Advancing Unstructured Data
Advanced technologies for managing unstructured data have been available in the software industry for quite some time, however, over the past year, the topic of unstructured data has become more visible as unstructured data handling capabilities show up in mainstream products. Take the newest version of DB2 code named Viper which has the best support for storing, searching and retrieving unstructured data for any commercial DBMS. If you have requirements for efficiently managing XML in the context of your database projects, DB2 Viper is your best choice.
Beyond XML, which many would call semi-structured data, unstructured data comes in many forms inside the enterprise including but not limited to call center logs, web forms, health records, documents, emails, and business applications with text fields, etc.
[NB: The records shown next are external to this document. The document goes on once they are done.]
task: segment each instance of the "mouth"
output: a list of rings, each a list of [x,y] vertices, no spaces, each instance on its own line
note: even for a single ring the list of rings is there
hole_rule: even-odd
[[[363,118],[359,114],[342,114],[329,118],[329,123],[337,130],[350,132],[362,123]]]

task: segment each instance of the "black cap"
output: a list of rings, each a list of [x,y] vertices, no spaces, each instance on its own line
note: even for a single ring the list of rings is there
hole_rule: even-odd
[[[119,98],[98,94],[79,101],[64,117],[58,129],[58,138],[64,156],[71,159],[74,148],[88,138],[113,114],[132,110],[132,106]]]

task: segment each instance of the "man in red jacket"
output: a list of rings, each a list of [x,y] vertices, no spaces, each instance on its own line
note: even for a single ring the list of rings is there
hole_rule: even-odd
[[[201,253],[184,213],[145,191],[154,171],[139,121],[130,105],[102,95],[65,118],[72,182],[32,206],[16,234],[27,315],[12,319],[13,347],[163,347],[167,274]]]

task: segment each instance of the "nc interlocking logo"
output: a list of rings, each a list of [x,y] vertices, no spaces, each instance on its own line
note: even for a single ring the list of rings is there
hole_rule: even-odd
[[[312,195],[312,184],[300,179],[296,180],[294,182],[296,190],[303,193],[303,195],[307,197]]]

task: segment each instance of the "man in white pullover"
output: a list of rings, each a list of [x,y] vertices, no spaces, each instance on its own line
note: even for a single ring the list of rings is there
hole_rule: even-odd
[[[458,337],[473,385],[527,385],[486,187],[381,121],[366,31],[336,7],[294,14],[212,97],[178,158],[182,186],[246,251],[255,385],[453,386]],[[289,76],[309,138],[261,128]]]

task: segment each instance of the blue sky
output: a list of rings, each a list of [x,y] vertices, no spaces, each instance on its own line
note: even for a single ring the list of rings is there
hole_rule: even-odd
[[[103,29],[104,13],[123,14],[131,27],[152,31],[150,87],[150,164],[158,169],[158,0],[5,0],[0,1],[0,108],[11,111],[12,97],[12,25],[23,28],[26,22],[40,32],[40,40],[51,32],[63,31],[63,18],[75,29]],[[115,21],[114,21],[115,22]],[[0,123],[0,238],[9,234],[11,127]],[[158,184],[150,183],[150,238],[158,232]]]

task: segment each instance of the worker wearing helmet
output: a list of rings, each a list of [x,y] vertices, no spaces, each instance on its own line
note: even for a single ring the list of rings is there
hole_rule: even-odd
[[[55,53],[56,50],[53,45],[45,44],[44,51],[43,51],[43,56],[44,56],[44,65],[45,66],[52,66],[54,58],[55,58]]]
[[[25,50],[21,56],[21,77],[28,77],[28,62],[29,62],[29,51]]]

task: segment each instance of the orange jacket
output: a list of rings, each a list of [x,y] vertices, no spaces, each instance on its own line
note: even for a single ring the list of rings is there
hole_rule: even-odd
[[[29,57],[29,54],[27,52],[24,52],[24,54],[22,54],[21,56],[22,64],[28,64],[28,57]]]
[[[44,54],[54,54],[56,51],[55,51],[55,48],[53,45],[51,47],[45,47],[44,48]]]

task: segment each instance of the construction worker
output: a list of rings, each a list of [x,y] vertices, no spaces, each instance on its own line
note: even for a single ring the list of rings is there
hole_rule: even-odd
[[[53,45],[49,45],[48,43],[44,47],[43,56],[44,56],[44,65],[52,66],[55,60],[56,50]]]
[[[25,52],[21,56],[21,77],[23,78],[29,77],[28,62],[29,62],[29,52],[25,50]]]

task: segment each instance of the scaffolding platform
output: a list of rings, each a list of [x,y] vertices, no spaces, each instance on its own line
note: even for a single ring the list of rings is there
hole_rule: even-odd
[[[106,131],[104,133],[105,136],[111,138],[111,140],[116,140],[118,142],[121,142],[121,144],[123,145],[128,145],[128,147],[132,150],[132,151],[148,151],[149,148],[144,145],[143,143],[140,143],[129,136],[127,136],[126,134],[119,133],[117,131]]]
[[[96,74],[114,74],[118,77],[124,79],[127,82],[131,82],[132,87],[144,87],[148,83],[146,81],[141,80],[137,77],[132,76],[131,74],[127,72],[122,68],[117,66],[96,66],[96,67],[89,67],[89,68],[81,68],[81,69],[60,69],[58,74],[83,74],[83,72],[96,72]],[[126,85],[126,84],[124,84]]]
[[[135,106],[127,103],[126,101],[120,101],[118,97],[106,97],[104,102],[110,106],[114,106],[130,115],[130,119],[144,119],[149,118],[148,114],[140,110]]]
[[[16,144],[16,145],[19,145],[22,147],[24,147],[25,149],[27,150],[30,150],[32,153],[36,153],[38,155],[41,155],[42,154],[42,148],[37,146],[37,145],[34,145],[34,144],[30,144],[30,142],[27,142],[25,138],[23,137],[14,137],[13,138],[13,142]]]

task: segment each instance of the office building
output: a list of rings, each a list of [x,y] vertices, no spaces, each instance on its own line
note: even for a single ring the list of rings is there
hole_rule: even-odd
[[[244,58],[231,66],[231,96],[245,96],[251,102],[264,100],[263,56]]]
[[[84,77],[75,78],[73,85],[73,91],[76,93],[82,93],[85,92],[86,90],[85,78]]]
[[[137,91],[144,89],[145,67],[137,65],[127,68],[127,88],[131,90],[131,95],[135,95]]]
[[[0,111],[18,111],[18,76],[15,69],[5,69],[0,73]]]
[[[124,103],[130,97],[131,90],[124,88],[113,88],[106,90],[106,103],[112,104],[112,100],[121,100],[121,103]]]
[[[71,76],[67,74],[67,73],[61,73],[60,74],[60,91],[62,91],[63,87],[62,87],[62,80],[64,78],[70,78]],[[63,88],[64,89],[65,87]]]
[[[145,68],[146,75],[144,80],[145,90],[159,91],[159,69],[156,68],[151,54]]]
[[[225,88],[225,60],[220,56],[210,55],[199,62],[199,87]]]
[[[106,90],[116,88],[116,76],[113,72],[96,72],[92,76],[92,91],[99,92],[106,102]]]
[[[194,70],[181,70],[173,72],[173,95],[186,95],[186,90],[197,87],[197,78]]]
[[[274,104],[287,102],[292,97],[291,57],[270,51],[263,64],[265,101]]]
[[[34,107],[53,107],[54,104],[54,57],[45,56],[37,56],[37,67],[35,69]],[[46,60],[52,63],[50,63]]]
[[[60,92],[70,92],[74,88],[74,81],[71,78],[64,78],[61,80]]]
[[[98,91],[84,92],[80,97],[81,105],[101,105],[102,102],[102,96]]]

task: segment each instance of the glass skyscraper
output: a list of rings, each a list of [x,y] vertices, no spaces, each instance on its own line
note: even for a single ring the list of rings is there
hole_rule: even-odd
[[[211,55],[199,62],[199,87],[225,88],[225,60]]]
This unstructured data can also be held in various language formats and in addition can potentially be stored as audio and even video. Many analyst cite the figure of 80% as the amount of unstructured data generated and stored in the enterprise.
During visits with our customers over the past year, many businesses indicated that they are struggling with the topic of unstructured data. Several indicated that they were generally unaware of some of the technologies available for handling unstructured data. In one situation, a customer had 4 users manually sifting through call center logs to identify any potential common issues in their customer interactions. Manually managing this process is both expensive and time consuming. That's the bad news, the good news is that technologies have advanced enough that this process could easily be automated, lowering the cost while being more responsive to the needs of the business and customers.
IBM has invested significantly in the area of unstructured data over many years. One particular project that is showing great promise in its ability to handle a wide variety of unstructured data problems is UIMA short for Unstructured Information Management Architecture. UIMA is now an open source software framework for assisting both organizations and software companies with support for tackling a wide variety of unstructured data problem. Already, many of IBM's partners have announced support for UIMA including Attensity Software, Clear Forest, SPSS, SAS and others. Having the solution in open source will only serve to accelerate the adoption of UIMA. In addition technologists and researchers who have a passion for this topic area will have place to exercise their skills and expertise.
Over time, I predict that UIMA will see significant adoption as this framework has the potential to really improve how businesses can break down the barriers to discovering the proverbial "needle in the haystack" in their ever expanding amount of unstructured data.